The Welsh Calvinistic Methodist Connexion leased the site from the Metropolitan Board of Works in November 1886. The creation of Shaftesbury Avenue in 1884 by the Metropolitan Board of Works had necessitated the move from the group's previous chapel in Nassau Street (now Gerrard Place). The freehold of the site was acquired by the group from London County Council in 1889. The first marriage to take place at the chapel was between the educationalist Dilys Glynne Jones (born Davies) and John Glynne Jones from Bangor.

Prior to the Second World War the chapel had the largest weekly attendance of any the Welsh chapels of London. In 1903 a Sunday service at the chapel was attended by 623 people. The chapel was perceived as the most 'fashionable' of London's Welsh chapels due to its location in the West End. The services were attended by prominent Welsh businesspeople, politicians, and lawyers based in London. The presiding minister, Peter Hughes Griffths, was a celebrity in his native Wales and served as the minister at the chapel from 1902 until his death in 1937. The chapel was the first of the Welsh chapels in London to close. The last service was held at the chapel on 9 July 1982. It was sold in March 1985 for £1 million.

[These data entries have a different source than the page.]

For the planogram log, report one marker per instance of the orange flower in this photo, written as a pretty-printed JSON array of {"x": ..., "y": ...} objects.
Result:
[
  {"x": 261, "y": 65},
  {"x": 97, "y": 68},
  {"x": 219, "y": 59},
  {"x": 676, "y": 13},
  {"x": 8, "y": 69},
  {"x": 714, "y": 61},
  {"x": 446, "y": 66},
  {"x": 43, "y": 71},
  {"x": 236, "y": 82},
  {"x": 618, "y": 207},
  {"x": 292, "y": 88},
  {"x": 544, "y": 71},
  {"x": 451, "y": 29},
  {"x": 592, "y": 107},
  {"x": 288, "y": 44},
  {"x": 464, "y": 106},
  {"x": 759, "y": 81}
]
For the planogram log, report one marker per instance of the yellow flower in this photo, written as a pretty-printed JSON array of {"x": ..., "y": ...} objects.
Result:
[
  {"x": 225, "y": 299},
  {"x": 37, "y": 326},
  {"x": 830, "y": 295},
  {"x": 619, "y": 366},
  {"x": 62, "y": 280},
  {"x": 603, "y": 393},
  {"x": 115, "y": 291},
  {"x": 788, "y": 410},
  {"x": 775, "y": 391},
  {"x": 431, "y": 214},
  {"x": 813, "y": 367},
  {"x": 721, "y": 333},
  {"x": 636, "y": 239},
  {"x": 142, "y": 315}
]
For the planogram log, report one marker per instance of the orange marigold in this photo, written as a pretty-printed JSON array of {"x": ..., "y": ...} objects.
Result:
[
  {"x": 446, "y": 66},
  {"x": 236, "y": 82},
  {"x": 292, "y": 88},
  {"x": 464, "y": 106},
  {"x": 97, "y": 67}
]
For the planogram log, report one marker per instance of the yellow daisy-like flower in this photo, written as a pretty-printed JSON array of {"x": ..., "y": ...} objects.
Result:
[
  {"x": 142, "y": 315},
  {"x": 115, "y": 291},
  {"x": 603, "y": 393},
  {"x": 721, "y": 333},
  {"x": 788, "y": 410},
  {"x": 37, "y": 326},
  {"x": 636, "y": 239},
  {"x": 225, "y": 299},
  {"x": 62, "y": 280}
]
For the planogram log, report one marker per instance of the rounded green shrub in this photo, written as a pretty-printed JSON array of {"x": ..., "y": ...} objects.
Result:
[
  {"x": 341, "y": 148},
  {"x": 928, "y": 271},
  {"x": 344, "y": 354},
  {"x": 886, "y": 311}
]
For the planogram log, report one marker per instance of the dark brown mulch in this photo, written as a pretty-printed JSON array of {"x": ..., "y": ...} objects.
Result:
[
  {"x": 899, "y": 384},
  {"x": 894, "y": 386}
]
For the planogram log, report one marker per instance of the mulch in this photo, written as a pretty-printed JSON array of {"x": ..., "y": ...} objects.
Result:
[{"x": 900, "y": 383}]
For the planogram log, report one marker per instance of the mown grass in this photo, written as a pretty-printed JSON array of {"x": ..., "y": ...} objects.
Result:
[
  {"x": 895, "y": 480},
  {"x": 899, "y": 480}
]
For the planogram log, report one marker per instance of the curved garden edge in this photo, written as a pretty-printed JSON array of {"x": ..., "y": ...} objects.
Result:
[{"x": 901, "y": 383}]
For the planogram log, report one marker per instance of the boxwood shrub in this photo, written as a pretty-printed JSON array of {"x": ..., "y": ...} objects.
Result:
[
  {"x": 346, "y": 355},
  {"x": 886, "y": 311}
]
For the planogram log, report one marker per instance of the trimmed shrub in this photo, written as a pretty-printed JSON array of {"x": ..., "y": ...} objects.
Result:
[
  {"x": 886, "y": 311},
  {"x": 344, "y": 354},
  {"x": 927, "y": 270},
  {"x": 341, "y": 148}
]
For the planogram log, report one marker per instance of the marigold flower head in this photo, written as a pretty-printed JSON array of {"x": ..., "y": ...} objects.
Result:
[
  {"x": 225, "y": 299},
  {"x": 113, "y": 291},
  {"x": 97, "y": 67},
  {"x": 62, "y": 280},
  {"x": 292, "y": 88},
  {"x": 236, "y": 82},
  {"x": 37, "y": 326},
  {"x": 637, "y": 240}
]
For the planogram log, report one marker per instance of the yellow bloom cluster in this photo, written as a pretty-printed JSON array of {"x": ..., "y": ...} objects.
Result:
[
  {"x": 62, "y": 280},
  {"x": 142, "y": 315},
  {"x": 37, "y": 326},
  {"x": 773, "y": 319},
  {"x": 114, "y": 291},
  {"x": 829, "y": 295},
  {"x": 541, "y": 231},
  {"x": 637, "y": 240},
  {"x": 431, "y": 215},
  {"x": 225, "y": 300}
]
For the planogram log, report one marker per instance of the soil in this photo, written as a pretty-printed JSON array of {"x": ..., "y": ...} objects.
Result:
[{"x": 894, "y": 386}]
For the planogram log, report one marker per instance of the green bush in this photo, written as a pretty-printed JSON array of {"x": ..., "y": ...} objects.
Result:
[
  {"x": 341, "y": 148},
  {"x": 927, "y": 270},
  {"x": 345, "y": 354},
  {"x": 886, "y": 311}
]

In the 1980s the chapel was the site of the Limelight nightclub, which saw performers such as Boy George and Duran Duran at the venue. It subsequently became a branch of the Walkabout Australian themed pub chain. It was bought by a Ukrainian philanthropist in 2011; it is owned by the charity Stone Nest. Stone Nest were granted approval by Westminster City Council in 2018 to transform the site into a space for the performing arts as well as hosting a restaurant and bar.

In November 2023 the former chapel and minister's house were put up for sale through Knight Frank, with a guide price of £14,750,000.